Simply protecting the football will be even more crucial against WHS; the Bobcats threw three interceptions and lost three fumbles, and were fortunate the Red Devils (1-3 overall, 0-0 UHSAA 2A-South) cashed just three of those turnovers in for TDs en route to prevailing 42-30.

Scoring with a stopped clock could also prove advantageous against the Bears, from Fort Wingate, New Mexico. Junior Charlie Pargin had two PAT tries blocked (Ignacio managed to block one Hernandez kick), while Hendren was denied a two-point reception and a two-point carry. Missing out on a minimum five points, IHS (0-2, 0-0 CHSAA 1A South Central) could have finished within a touchdown on a wild night – begun with the officials receiving the game ball via a Sky-dive Moab tandem jump, and later including a lightning delay called with 10:18 left in the second quarter.

“If you look at it in perspective, (there were) a lot of positives but a lot of negatives,” said Pontine, who ended up with three TDs passing and one rushing. “It was a little better than last game though. But it’s all right; we’ll just try and fix it next week. We’ve just got to get a little more conditioning in, so we’re not as gassed in the fourth quarter as we were tonight.”

Maez finished with three catches for 30 yards, including a 4-yard TD. Senior Marcus Maez caught one pass for nine yards. Bourriague finished with two grabs for 29, and senior center Cruz Martinez even clutched a twice-tipped Pontine pass for minus-5. On the ground, sophomore Lincoln deKay unofficially gained 71 yards on seven carries, and junior D.J. Hendren 23 on three runs setting up Bourriague’s scoring catch.

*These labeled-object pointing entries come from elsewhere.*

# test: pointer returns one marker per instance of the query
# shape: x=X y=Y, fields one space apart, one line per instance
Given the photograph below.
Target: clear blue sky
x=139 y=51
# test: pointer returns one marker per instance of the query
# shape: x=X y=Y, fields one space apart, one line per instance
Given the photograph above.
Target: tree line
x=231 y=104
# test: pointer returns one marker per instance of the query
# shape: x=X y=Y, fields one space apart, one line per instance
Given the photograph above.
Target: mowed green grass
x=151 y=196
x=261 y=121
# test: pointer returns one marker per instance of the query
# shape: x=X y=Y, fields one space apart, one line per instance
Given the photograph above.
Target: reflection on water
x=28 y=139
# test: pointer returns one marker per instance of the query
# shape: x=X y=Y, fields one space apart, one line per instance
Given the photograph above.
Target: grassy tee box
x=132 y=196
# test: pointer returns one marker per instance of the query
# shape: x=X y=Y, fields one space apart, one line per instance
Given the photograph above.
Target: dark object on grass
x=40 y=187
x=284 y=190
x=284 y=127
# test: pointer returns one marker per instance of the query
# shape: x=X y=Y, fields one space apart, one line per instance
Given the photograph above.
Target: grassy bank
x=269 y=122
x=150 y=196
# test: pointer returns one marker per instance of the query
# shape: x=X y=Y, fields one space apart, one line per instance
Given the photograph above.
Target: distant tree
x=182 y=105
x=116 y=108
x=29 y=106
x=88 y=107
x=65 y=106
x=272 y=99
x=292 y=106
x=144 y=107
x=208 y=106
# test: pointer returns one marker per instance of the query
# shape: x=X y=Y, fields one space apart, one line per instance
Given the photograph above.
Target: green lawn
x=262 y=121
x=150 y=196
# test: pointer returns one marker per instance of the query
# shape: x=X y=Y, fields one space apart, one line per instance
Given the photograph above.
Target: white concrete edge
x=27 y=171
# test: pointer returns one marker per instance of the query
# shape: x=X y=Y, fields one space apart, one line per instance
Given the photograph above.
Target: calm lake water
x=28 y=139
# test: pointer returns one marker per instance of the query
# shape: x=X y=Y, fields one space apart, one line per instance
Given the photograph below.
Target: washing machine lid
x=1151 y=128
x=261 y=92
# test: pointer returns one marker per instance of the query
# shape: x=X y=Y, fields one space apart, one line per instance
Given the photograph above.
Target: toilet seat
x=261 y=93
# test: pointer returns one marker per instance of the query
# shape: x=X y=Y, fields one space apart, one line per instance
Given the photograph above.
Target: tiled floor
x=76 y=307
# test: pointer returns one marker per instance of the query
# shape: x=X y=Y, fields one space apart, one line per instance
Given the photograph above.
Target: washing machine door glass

“Everyone believed in each other, everyone took the time to hype each other up,” said Nate Hendren (14-73 rushing). “No one was talking down on each other; that’s what a team needs to do … to stay together as one. I felt there was a lot of improvement.”

Wingate (2-1, 0-0 NMAA Dist. 5-3A) will arrive at IHS Field for a 7 p.m. kickoff having totaled 96 points in routs of Many Farms, Arizona and Farmington Navajo Prep, but fell 30-18 at home to Tohatchi.

“I’ve got to get healed up, everybody’s got to get healed up,” Montoya said. “We’ve got to put in work this week and be ready for it; we’ve still got a lot to work on, honestly. But I think it’s going to be good.”